CHAP. 41. (35.)—MOTHS, CANTHARIDES, GNATS–AN INSECT THAT BREEDS IN THE SNOW.

Dust, too, is productive of worms[1] in wools and cloths, and this more especially if a spider should happen to be enclosed in them: for, being sensible of thirst, it sucks up all the mois- ture, and thereby increases the dryness of the material. These will breed in paper also. There is one kind which carries with it its husk, in the same manner as the snail, only that the feet are to be seen. If deprived of it, it does not survive; and when it is fully developed, the insect becomes a chrysalis. The wild fig-tree produces gnats,[2] known as "ficarii;" and the little grubs of the fig-tree, the pear-tree, the pine, the wild rose, and the common rose produce cantharides,[3] when fully developed. These insects, which are venomous, carry with them their antidote; for their wings are useful in medicine,[4] while the rest of the body is deadly. Again, liquids turned sour will produce other kinds of gnats, and white grubs are to be found in snow that has lain long on the ground, while those that lie above are of a reddish[5] colour—indeed, the snow itself becomes red after it has lain some time on the ground. These grubs are covered with a sort of hair, are of a rather large size, and in a state of torpor.
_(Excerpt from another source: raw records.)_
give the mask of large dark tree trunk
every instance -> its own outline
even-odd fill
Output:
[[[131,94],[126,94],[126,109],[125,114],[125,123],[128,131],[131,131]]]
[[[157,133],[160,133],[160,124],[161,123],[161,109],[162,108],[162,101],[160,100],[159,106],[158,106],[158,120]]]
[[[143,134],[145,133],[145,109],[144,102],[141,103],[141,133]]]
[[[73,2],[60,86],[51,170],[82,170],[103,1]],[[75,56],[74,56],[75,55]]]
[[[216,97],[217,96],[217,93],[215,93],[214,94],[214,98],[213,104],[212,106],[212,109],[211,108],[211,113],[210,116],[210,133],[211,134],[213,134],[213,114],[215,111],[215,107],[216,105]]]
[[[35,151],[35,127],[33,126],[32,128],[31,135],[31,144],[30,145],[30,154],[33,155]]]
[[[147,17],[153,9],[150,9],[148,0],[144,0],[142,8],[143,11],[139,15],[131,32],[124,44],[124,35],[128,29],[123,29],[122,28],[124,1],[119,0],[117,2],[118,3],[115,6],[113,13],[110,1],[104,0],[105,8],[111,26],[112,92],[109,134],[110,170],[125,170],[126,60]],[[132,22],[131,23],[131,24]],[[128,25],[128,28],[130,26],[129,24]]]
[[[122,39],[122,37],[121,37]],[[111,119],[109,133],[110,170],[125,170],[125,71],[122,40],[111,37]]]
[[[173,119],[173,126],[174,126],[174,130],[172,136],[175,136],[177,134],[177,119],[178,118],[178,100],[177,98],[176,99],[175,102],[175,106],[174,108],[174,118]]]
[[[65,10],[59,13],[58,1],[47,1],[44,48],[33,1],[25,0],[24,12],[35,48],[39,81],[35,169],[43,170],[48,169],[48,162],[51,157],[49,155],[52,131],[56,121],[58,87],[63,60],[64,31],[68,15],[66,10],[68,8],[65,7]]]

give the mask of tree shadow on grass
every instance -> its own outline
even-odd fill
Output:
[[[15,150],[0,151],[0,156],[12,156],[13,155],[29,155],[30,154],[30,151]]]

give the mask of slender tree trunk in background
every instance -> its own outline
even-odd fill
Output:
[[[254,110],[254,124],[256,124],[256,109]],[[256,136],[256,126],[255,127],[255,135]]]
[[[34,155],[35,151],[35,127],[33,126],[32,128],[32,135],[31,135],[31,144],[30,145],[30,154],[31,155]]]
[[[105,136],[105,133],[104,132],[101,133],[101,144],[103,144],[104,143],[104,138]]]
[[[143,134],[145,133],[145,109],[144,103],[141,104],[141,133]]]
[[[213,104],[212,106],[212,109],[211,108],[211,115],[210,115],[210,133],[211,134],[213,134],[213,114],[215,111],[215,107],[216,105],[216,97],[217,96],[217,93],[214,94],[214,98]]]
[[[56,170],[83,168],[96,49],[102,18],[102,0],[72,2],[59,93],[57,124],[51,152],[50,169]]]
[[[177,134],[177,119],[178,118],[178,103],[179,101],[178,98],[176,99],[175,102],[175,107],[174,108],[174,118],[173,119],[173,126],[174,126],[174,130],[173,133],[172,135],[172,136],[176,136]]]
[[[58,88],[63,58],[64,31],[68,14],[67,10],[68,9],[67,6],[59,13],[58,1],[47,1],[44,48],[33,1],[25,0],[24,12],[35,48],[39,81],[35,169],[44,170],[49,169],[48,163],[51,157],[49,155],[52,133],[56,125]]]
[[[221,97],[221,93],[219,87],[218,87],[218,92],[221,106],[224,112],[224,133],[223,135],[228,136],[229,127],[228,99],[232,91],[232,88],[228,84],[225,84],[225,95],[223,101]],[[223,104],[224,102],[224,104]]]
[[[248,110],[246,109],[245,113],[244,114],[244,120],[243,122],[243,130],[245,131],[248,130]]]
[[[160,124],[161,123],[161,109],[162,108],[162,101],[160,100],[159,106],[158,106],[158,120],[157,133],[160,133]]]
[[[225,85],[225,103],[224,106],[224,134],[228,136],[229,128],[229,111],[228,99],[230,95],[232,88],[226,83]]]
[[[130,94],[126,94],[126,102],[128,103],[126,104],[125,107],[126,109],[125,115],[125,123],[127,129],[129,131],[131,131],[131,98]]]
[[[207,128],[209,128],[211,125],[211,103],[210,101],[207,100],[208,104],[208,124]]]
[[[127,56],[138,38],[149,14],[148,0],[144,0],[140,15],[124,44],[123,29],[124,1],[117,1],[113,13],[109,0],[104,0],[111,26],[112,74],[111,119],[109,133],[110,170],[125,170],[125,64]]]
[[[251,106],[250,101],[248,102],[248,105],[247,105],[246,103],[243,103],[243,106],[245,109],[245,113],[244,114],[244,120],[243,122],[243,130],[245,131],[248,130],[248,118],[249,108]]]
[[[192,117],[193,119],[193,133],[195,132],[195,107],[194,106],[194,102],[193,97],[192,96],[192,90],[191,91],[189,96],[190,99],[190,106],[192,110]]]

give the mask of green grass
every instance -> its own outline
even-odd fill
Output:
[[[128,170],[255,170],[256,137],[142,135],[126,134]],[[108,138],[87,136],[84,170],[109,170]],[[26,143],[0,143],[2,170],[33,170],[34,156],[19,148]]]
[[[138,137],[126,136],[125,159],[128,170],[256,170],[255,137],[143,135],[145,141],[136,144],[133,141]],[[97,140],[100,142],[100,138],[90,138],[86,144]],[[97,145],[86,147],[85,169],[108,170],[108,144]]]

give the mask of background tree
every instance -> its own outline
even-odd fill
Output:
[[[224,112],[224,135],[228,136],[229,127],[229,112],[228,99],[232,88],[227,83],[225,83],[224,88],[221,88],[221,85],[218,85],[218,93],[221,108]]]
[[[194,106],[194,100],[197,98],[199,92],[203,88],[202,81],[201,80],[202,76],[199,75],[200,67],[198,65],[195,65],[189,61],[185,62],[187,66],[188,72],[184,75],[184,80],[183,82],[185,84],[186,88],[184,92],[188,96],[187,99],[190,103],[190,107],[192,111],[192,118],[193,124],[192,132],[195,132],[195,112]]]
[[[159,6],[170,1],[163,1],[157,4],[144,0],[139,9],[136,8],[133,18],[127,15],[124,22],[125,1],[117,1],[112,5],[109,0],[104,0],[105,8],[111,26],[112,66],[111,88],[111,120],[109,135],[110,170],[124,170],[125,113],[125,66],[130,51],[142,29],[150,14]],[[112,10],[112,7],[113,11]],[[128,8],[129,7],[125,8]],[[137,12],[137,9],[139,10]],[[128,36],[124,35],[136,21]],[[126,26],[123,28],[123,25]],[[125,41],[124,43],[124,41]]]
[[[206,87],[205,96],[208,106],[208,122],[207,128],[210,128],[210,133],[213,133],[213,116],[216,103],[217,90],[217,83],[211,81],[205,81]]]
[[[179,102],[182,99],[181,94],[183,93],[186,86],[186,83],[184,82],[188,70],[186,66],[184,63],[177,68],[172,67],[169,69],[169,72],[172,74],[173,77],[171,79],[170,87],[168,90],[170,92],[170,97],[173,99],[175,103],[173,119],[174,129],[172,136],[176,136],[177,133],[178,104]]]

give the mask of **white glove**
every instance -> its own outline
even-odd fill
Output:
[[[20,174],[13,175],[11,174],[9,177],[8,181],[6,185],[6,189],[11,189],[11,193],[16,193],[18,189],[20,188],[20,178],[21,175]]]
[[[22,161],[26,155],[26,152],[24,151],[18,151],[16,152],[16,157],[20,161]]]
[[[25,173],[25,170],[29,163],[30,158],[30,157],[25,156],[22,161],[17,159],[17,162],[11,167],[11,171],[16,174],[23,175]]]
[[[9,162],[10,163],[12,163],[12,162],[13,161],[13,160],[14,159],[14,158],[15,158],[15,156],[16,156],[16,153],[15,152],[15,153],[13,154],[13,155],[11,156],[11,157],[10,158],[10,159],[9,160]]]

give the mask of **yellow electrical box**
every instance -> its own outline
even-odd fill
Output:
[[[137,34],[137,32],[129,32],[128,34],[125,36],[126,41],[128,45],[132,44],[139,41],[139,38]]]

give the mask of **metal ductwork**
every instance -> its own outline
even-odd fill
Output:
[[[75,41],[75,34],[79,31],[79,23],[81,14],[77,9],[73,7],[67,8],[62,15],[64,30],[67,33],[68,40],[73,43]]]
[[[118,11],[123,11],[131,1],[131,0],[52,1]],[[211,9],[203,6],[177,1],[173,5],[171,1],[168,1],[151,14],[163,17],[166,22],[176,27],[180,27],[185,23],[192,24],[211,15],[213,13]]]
1. These are really the larvæ of night-moths. His account here is purely imaginary.

2. He speaks of the Cynips psenes of Linnæus, which breeds on the blossom of the fig-tree, and aids in its fecundation. See B. xv. c. 21.

3. He alludes to various coleopterous insects, which are not included among the Cantharides of the modern naturalists. They are first an egg, then a larva, then a nympha, and then the insect fully developed.

4. See B. xxix. c. 30.

5. The redness sometimes observed on the snow of the Alps and the Pyrenees, is supposed by De Lamarck to be produced by animalculæ: other naturalists, however, suppose it to arise from vegetable or mineral causes.